Direktur Operasional PGEO Ahmad Yani menyatakan bahwa pencapaian ini merupakan bukti dari efektivitas pengelolaan proyek yang sejalan dengan strategi perusahaan dalam mendorong dekarbonisasi.
“Sinkronisasi ini merupakan langkah penting di mana listrik dari pembangkit mulai disalurkan ke jaringan listrik PLN. Ini juga merupakan pencapaian penting yang menunjukkan kemajuan proyek berada di jalur yang tepat. Kami berkomitmen untuk menyelesaikan tahap COD sesuai target waktu,” ujar Ahmad Yani dalam pernyataan resminya, dikutip Senin, (16/6/2025).
Keberadaan PLTP Lumut Balai Unit 2 akan meningkatkan kapasitas panas bumi di Area Lumut Balai sebesar 55 MW, sehingga total kapasitas area ini mencapai 110 MW. Unit ini diproyeksikan mampu memproduksi sekitar 481 gigawatt hour (GWh) listrik per tahun, setara dengan kebutuhan listrik harian lebih dari 252.000 rumah tangga, mendukung sekitar 396 perjalanan kereta cepat Jakarta-Bandung (Whoosh), mengisi penuh sekitar 23.700 mobil listrik, atau menopang operasional sekitar 2 hingga 5 pusat data bertipe hyperscale.

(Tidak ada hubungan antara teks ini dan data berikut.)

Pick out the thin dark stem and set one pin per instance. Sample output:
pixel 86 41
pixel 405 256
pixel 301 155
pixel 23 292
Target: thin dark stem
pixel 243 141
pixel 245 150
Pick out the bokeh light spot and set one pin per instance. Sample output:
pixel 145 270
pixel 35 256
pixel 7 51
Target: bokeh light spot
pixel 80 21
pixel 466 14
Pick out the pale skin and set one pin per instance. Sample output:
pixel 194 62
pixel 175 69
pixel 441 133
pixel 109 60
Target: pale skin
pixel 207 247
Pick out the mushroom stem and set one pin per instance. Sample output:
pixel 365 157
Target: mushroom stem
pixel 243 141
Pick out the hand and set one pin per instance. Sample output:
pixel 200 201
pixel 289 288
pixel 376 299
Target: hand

Dengan momen ini, PGEO akan mulai mendapatkan pendapatan dari penyaluran listrik ke jaringan PLN, yang menandai dimulainya kontribusi langsung proyek ini terhadap kinerja keuangan perusahaan.

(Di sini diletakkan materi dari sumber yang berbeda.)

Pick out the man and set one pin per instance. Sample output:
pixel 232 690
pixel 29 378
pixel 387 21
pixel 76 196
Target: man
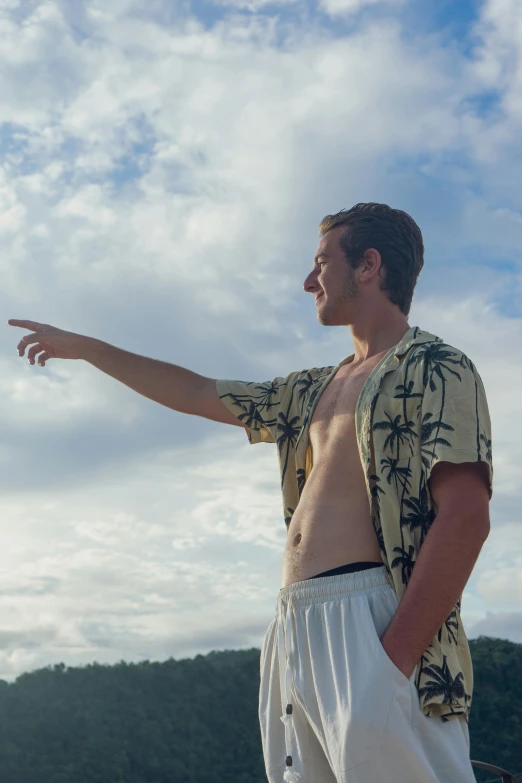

“Tambahan kapasitas ini berpotensi mengurangi emisi karbon hingga 280.000 ton CO₂ per tahun, sekaligus mendukung pencapaian target bauran energi 23% pada 2025 serta komitmen menuju Net Zero Emission (NZE) 2060,” tambahnya.
Untuk informasi, PGEO saat ini mengelola kapasitas terpasang sebesar 672,5 MW dari enam wilayah operasi. Perusahaan menargetkan peningkatan kapasitas menjadi 1 GW dalam dua tahun mendatang, dan mencapai 1,7 GW pada 2034.
Selain Lumut Balai Unit 2, PGEO juga sedang mengembangkan beberapa proyek strategis lainnya seperti PLTP Hululais Unit 1 & 2 (110 MW), serta sejumlah proyek co-generation dengan total kapasitas 230 MW. PGEO juga telah mengidentifikasi potensi sumber daya panas bumi sebesar 3GW dari 10 Wilayah Kerja Panas (WKP) yang dikelola secara mandiri.